Writing in the Kyeongyang magazine a woman living a farmer's life for 15 years moves to the city and writes of her experience.
She considered herself an introvert and found it difficult in meeting people for the first time. Even when a student she would wait for others to introduce themselves. She is thankful for the welcoming she received in the different places where she spent long periods of time in her schooling for which she is very thankful— She spent not a few years in high school, college and in a foreign county not knowing anybody and was able to overcome all the awkwardness and embarrassment thanks to the welcome she received.
Although she had economic difficulties, with her strong will she was able to overcome her personality deficiency and study theology in Europe. She had a number of reasons for doing this. As a Catholic she felt that she was also always living on the edges of society. She was a woman in the Catholic Church. It was hard to bear the fact that no matter how the world changed, in her understanding she was regarded and defined as neither a priest nor a man. She wondered if the church was being taught that way in Europe, where the roots of Catholicism could be found.
Jesus lived among people and spoke to foreigners, men and women, different ages, classes, and even the devils, he approached all kinds of people, asked questions and answered them, entered into the lives of those he met. Jesus was met with all types of abuse, disregard, but was always concerned for those who rejected him. Is the church acting in this way in our world today? She wanted to find the answer.
She looked for the opportunity to study overseas. She would meet many other woman theologians. In her class were priests, religious, and laypeople with whom she studied, conversed and fought, no walls. And this was also seen in the Masses they attended. It took her awhile to get use to the new environment. At the Mass before communion when the priest says: "Let us offer each other the sign of peace," each to the person next to them freely and naturally shook hands and exchange greeting with smiles and laughter.
She liked the atmosphere of the Mass. They were able to exchange intimacy, welcoming, with a family like environment, it was a feeling of we that she experienced. Frequently after Mass they would meet together at the homes of the different members of the community and share a meal together. They were able to keep the necessary distances required in a community.
When she returned from her years of study, married and settled down she had her family, neighbors and community but she was not happy. Our village, our side, our church, we draw the dividing line. It's only an invisible line, but it's not easy to cross. It becomes a wall. As she started farming in the countryside, the scope of the line widened considerably.
In the village where she lives there are many women who have entered the farming community. Already, in rural neighborhoods often women and children are considered as nobodies. Her experience of trying to fit into a unknown environment both in Korea and in a foreign country and the good experience she had in Europe has made her sensitive to the problems of foreign nationals in Korea especially the migrant workers and foreign brides.

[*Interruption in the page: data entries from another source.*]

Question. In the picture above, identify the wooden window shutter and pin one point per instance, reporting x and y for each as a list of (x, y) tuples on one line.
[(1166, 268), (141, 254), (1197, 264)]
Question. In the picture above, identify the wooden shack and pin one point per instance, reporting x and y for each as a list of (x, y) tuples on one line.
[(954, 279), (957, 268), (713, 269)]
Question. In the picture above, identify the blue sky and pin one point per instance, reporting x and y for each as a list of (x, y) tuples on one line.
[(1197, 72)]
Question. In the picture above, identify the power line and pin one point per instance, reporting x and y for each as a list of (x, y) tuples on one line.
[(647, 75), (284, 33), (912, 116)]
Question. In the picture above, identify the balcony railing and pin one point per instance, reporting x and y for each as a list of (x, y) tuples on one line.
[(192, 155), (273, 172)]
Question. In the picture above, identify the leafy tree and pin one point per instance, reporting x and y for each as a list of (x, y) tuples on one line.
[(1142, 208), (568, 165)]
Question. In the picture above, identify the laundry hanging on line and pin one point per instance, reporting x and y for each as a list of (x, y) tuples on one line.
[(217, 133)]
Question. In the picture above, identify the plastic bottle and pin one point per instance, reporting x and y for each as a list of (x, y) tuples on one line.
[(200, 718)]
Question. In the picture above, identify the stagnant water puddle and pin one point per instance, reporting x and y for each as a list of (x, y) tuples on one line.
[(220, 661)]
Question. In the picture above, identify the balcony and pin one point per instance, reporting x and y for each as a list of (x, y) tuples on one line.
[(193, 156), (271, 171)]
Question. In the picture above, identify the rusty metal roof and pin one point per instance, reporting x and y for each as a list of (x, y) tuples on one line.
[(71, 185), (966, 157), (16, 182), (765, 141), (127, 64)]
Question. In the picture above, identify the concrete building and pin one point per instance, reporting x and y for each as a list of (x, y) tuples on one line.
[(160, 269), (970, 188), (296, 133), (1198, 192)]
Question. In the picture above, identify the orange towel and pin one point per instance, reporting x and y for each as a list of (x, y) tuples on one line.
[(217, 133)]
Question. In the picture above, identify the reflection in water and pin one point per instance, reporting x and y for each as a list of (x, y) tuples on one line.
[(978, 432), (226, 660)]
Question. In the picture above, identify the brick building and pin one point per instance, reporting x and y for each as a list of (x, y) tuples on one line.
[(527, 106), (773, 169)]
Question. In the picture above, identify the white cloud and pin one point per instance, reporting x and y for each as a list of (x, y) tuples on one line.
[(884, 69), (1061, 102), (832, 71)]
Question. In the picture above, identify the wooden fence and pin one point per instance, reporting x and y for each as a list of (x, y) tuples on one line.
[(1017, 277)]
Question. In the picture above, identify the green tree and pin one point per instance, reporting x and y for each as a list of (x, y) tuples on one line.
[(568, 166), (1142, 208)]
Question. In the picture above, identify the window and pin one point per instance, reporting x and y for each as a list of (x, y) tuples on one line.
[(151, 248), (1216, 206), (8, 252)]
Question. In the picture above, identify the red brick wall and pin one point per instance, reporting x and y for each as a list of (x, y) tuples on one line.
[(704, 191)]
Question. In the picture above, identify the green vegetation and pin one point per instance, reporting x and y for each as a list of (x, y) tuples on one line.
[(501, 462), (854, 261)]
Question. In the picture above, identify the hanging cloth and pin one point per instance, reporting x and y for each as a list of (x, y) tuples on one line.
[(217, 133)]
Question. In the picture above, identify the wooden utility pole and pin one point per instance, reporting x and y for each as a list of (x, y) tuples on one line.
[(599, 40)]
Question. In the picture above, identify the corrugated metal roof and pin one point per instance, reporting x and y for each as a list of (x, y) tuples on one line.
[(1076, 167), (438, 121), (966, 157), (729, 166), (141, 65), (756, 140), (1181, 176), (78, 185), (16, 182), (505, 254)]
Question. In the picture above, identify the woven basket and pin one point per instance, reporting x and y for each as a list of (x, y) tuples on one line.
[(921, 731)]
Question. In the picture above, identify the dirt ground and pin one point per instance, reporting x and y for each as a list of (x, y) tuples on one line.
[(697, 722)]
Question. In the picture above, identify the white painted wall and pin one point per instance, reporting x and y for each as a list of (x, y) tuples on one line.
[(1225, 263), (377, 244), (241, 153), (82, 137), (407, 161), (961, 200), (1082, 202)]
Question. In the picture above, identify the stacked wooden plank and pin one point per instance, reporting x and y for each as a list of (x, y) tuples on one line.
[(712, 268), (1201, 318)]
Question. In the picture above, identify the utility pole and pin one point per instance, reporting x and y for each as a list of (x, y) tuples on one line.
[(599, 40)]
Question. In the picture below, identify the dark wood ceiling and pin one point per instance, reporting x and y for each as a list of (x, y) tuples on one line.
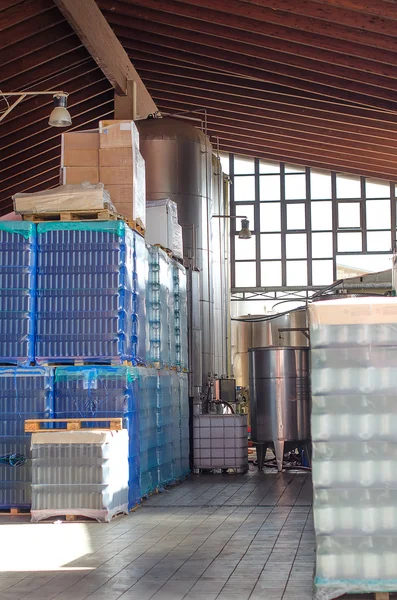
[(311, 82)]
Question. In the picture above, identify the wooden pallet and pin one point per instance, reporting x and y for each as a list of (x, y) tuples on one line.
[(84, 363), (32, 425), (169, 253), (14, 510), (105, 214), (136, 226)]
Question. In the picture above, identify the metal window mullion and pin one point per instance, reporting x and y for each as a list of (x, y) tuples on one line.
[(308, 228), (393, 214), (232, 224), (257, 223), (363, 215), (334, 222), (283, 208)]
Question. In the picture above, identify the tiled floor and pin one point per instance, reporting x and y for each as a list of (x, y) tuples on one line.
[(224, 537)]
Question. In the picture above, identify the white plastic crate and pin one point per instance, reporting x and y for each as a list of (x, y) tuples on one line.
[(220, 442)]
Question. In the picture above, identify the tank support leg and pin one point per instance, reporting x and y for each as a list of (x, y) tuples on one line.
[(260, 455), (307, 451), (279, 452)]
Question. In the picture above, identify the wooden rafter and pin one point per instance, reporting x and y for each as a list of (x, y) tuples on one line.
[(99, 39)]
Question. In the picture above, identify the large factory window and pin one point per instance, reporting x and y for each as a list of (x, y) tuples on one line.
[(309, 227)]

She went to school again to become acquainted with people who have to live in a foreign culture and the ways to help them.
The articles finishes with reflections on why we don't see migrant workers and foreign brides in church. We as church consider ourselves open to everybody being universalist but our actions often don't follow our beliefs. She does admit this is not only true of the Catholics. Whether the person is a native or a foreigner, citizen or not, we should accept all as brothers and sisters. She concludes with the words of Pope Francis on the Word Day of Migrants and Refugees 2021.
"Ours must be a personal and collective commitment that cares for all our brothers and sisters who continue to suffer, even as we work towards a more sustainable, balanced and inclusive development. A commitment that makes no distinction between natives and foreigners, between residents and guests, since it is a matter of a treasure we hold in common, from whose care and benefits no one should be excluded."